Before serving as mayor, Menino was a member of Boston City Council and had been elected president of the City Council in 1993.

Dubbed an "urban mechanic", Menino had a reputation for focusing on "nuts and bolts" issues and enjoyed very high public approval ratings as mayor.

During his tenure, Boston saw a significant amount of new development, including the Seaport District, the redevelopment of Dudley Square (today known as "Nubian Square"), and the redevelopment of the area surrounding Fenway Park.

However, during his mayoralty, gentrification priced some longtime residents out of neighborhoods, and allegations were made of favoritism by Menino towards certain developers.

During Menino's tenure as mayor, crime in Boston fell to unprecedented lows, and the city came to rank among the safest large cities in the United States.

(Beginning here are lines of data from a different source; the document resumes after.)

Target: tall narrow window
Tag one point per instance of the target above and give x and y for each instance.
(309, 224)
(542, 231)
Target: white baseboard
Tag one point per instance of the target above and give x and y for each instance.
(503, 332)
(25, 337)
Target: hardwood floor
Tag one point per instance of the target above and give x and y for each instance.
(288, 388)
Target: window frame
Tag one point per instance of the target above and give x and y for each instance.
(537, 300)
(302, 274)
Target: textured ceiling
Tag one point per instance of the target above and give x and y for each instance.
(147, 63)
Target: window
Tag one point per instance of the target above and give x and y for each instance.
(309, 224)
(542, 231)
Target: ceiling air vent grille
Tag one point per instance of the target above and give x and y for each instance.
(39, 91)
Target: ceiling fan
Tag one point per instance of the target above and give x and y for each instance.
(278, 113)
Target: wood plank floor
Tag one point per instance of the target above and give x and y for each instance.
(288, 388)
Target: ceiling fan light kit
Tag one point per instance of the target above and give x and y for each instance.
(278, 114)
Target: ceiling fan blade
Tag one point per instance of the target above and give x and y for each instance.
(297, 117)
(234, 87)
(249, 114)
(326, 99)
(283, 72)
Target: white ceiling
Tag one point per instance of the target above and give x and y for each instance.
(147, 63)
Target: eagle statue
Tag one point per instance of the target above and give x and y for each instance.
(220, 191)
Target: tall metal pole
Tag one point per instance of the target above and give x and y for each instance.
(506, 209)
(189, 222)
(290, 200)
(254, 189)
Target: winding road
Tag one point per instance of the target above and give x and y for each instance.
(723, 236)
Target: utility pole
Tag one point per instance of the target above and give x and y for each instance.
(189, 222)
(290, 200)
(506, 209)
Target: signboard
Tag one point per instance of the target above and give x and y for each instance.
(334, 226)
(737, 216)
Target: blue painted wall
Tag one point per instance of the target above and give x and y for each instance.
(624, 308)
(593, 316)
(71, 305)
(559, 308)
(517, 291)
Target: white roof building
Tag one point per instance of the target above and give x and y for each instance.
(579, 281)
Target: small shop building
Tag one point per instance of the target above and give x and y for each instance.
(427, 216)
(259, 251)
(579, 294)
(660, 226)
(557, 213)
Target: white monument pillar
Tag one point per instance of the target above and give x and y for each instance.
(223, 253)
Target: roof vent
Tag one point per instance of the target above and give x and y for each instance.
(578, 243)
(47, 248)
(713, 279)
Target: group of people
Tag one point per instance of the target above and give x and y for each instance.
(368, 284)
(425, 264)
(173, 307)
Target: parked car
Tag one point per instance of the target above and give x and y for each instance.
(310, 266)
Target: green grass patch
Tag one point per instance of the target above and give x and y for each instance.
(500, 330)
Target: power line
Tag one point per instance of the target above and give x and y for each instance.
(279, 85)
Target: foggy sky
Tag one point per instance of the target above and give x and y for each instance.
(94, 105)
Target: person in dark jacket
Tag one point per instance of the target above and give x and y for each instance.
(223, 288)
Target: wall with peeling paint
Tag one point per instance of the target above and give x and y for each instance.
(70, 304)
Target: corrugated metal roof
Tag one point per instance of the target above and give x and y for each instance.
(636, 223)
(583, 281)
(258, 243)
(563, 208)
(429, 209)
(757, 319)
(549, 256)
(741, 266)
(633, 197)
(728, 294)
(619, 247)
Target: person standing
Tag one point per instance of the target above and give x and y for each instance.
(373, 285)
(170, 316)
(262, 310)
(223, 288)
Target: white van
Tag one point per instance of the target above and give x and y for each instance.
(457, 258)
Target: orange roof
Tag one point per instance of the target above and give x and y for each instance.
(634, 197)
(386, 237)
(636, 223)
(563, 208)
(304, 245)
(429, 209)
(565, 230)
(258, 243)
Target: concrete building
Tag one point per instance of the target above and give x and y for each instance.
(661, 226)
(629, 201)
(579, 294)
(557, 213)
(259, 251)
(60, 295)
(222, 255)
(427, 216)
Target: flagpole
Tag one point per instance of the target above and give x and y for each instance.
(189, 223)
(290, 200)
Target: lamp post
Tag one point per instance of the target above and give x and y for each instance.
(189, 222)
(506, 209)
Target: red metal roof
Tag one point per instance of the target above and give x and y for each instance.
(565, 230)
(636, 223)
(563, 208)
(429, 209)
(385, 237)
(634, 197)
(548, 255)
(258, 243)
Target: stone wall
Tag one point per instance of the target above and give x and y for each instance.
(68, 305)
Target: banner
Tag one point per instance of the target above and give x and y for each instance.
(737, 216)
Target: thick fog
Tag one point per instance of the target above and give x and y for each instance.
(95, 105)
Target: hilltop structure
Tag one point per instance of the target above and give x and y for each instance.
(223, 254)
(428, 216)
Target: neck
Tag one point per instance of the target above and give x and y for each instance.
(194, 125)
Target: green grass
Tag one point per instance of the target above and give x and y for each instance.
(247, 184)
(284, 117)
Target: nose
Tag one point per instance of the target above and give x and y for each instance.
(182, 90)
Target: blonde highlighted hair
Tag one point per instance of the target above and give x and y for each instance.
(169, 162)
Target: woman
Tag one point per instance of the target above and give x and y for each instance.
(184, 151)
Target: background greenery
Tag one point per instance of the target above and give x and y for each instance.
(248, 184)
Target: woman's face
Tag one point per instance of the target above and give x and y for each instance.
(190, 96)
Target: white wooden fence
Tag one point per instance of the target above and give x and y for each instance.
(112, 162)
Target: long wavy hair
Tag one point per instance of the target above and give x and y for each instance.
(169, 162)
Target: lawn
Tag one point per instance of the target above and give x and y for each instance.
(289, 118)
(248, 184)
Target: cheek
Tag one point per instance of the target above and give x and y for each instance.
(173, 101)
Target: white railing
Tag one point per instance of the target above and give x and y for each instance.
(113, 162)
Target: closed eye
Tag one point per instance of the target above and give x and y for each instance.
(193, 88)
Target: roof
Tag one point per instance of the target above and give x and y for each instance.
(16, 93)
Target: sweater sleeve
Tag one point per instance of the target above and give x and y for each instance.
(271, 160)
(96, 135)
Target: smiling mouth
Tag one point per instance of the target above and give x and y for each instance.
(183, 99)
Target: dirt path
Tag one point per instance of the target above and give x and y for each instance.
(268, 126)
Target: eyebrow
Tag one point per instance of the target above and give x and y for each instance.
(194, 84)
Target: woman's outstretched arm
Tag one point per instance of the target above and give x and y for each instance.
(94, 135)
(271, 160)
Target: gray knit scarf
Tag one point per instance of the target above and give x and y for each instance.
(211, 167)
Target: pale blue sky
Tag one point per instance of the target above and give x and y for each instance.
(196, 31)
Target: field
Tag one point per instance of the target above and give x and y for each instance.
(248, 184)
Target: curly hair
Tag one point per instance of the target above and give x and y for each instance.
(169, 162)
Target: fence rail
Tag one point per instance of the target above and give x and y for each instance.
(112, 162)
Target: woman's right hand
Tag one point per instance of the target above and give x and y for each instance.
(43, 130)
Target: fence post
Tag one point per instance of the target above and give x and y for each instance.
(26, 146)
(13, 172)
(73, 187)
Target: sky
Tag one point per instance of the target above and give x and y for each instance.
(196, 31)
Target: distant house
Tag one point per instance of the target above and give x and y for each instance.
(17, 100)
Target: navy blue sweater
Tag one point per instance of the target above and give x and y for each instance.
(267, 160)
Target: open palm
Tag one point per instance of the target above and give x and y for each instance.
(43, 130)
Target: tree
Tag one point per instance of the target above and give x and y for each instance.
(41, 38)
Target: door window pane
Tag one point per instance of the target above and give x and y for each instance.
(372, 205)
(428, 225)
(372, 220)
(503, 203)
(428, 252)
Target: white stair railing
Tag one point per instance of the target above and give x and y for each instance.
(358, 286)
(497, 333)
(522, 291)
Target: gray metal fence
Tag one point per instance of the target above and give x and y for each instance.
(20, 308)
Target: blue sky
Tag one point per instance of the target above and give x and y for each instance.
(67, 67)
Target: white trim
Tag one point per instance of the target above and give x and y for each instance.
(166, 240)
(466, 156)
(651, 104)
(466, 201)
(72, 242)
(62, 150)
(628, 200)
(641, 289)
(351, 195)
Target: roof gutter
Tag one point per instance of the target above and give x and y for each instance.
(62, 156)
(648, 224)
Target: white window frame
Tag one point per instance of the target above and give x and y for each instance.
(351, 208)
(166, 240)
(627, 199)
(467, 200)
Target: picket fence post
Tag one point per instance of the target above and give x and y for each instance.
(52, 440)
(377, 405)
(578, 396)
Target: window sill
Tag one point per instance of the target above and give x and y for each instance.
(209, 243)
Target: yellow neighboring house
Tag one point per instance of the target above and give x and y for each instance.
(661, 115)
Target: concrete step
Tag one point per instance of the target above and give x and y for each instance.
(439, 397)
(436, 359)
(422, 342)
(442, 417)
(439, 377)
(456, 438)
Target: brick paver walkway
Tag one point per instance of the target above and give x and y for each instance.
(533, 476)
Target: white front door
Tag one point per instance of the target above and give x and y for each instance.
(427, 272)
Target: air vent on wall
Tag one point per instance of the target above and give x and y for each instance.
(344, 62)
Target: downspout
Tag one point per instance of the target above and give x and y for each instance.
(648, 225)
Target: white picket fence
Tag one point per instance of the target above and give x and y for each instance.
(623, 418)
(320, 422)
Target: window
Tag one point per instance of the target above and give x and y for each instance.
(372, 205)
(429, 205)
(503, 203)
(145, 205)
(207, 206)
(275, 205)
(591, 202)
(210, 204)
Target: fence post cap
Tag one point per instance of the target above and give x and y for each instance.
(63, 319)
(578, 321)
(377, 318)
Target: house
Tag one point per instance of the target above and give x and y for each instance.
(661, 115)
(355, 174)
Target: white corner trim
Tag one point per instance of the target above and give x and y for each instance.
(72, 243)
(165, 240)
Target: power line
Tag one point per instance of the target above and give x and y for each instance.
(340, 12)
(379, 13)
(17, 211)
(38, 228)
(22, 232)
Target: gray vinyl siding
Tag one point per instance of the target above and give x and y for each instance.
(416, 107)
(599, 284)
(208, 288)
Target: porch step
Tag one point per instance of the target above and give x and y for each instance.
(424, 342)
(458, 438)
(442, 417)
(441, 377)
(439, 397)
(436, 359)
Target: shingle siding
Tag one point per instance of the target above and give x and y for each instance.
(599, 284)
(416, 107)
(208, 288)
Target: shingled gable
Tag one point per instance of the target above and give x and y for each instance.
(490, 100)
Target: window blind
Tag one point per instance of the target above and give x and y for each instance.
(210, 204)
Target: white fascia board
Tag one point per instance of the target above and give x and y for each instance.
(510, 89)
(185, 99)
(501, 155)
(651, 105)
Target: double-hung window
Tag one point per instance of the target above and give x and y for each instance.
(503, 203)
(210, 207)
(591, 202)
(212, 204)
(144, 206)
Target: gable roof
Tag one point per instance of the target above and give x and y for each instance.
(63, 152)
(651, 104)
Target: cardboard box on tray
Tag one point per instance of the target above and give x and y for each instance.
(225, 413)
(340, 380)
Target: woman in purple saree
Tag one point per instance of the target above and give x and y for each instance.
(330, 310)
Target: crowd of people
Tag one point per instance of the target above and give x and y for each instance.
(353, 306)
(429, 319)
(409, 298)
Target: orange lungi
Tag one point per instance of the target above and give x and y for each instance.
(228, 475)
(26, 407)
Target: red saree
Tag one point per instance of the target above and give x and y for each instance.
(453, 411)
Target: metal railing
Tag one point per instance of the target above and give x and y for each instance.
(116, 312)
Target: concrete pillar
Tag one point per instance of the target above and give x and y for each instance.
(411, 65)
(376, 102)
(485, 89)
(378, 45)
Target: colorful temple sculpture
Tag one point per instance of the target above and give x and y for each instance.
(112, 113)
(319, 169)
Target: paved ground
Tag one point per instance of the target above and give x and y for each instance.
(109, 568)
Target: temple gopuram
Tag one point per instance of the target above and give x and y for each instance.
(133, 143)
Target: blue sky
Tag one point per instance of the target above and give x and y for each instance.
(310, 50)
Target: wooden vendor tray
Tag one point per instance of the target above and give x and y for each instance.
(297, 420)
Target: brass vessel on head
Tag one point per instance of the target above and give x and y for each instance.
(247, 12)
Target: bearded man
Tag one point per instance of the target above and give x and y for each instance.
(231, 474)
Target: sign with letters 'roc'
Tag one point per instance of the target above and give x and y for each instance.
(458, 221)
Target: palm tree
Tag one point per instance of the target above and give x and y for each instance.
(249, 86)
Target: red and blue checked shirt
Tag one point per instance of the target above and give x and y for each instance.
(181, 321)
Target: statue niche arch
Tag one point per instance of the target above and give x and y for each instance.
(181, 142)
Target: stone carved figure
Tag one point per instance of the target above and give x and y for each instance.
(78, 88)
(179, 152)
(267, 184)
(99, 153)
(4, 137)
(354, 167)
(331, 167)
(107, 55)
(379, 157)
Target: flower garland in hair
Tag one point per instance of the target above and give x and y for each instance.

Menino also undertook a number of environmentally-focused actions.

In the last year of Menino's tenure, the city faced the Boston Marathon bombing, an incident of domestic terrorism.

Menino was a liberal member of the Democratic Party.

2002

Menino led a powerful political machine in Boston and also played roles in national politics, such as serving as president of the United States Conference of Mayors from 2002 to 2003, bringing the 2004 Democratic National Convention to Boston, and co-founding the group Mayors Against Illegal Guns with New York City Mayor Michael Bloomberg.

After the end of his mayoralty, he was appointed professor of the practice of political science at Boston University.

He also served as co-founder and co-director of the Initiative on Cities, an urban leadership research center based at Boston University.

2013

Menino's overall vote total of 17,561 would not be surpassed by any district council candidate until Matt O'Malley received 18,204 votes in 2013.

2014

Menino's post-mayoralty life was unexpectedly cut short as he was diagnosed with an advanced form of cancer of unknown primary origin in March 2014 and died from the disease seven months later.